Весной, по ещё нетающему снегу, когда дневное солнце к полудню начинает пригревать, а на козырьках крыш образуются небольшие сосульки, Сашка собрался уходить. В условленном братом месте он оставил записку, в которой просил только об одном: чтобы приглядел за дедами, помог им чем надо, поставив недалече небольшой пост с зимним проживанием двоих человек. Также оставил деньги на необходимые расходы. Проводить его деды собирались неторопливо, всячески оттягивая время расставания. Шли нескоро. Чем дольше двигались, тем сильнее начинало давить, становилось не по себе. Разлука для этих обветренных и очерствевших в таёжной одинокой жизни стариков была не в новость, но это расставание было для них особым.

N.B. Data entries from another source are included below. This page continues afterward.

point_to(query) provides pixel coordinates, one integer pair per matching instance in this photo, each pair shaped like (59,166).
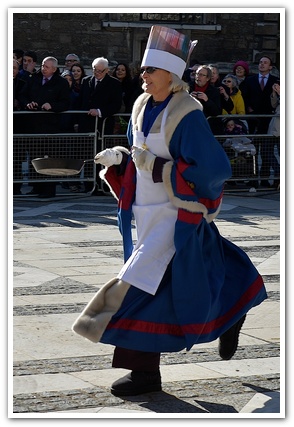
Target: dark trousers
(143,361)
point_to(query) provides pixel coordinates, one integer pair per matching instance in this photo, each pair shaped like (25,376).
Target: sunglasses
(148,70)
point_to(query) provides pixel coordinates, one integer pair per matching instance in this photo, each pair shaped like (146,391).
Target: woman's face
(201,77)
(76,72)
(121,72)
(214,75)
(156,82)
(240,71)
(69,79)
(228,82)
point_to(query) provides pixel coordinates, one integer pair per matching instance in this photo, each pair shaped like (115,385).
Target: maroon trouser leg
(135,360)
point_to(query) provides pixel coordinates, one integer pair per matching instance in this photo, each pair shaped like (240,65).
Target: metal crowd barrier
(245,164)
(26,147)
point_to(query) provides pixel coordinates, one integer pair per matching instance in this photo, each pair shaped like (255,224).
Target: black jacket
(56,92)
(106,96)
(255,98)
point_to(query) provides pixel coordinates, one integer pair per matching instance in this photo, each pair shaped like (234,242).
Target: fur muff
(94,319)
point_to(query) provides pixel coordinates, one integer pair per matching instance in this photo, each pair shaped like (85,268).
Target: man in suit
(256,93)
(46,91)
(100,95)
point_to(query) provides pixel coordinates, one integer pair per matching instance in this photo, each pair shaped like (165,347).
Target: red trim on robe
(195,329)
(189,217)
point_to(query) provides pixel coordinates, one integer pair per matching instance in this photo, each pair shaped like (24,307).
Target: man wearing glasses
(100,95)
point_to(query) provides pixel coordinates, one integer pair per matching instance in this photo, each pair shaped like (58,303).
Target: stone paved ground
(63,250)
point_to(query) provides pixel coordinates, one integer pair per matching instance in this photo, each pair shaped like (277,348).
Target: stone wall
(223,38)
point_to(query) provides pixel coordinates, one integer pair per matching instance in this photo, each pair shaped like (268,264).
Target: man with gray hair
(100,95)
(70,59)
(46,91)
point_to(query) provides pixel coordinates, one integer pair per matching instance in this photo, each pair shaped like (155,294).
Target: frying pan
(59,167)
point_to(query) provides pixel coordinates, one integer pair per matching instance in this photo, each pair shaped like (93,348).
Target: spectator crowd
(109,90)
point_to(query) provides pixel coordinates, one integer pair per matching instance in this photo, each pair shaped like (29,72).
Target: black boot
(137,383)
(228,342)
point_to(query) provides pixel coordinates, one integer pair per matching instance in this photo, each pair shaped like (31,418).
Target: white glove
(109,157)
(143,159)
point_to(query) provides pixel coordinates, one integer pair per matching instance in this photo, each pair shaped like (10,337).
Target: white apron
(155,220)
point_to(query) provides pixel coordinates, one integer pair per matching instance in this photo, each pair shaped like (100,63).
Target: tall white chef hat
(168,49)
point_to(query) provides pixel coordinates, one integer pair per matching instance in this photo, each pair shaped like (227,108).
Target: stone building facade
(223,38)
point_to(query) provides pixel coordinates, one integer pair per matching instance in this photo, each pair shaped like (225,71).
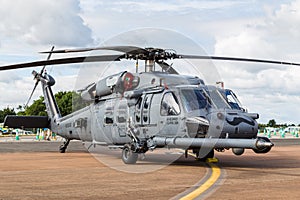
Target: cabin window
(169,105)
(108,120)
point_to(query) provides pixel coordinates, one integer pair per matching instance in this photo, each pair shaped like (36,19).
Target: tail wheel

"Ох, какая тяжесть, как речной валун, ляжет у них в душе после моего ухода,- утаптывая тропу, думал Сашка.- И я понесу, как и они, холодный, облизанный водой и ветрами, выстуженный морозом и согретый солнцем, камень в своей душе. Наверное, я зря влез к ним, зря впустил к себе, хотя произошло это по молчаливому, неприметному взаимному согласию. Видать, так должно было случиться. И эта мука расставания – такое же необходимое действо, избежать которого не дано. Сердце будет щемить, когда я, оглядываясь, начну уходить, и, наверное, не смогу сдержать слёз, видя их стоящими в прощании. Они тоже будут крепиться, но потом, стараясь не показывать явно друг другу слабости, смахнут слезу".
Боль, таившаяся где-то рядом, нахлынула неожиданно, комком подступив к горлу. Слов не говорили. Обнялись, по-русски трижды расцеловавшись, и, уже не скрывая катившихся крупных капель по щекам, стряхивая их, словно капли пота в тяжёлую работу, разошлись. Уже внизу, оглянувшись и увидев их всё ещё стоящими по колено в снегу, Сашка дал волю слезам. Они побежали ручьями, застилая глаза, отблескивая от солнца и искрящегося снега до рези. Горло сдавил спазм, ноги вдруг стали мягкими и непослушными, он оступился, качнувшись. "Только не упасть,- черпая снег рукой и растирая лицо, думал Сашка.- Нельзя. Слабый не может пройти этот путь. Они это знают и если увидят, что я раскис, будут винить себя и замучаются вконец. Давай-ка, держись". Он выпрямился и, обернувшись ещё раз, помахал им рукой, они ответили ему тем же и медленно пошли в обратную сторону. Уже скрывшись из виду, он нутром ощутил, что эти минуты, горькие и такие страдальческие, и есть то простое человеческое счастье, живущее в каждом из нас, и что именно присутствие его делает человека человеком.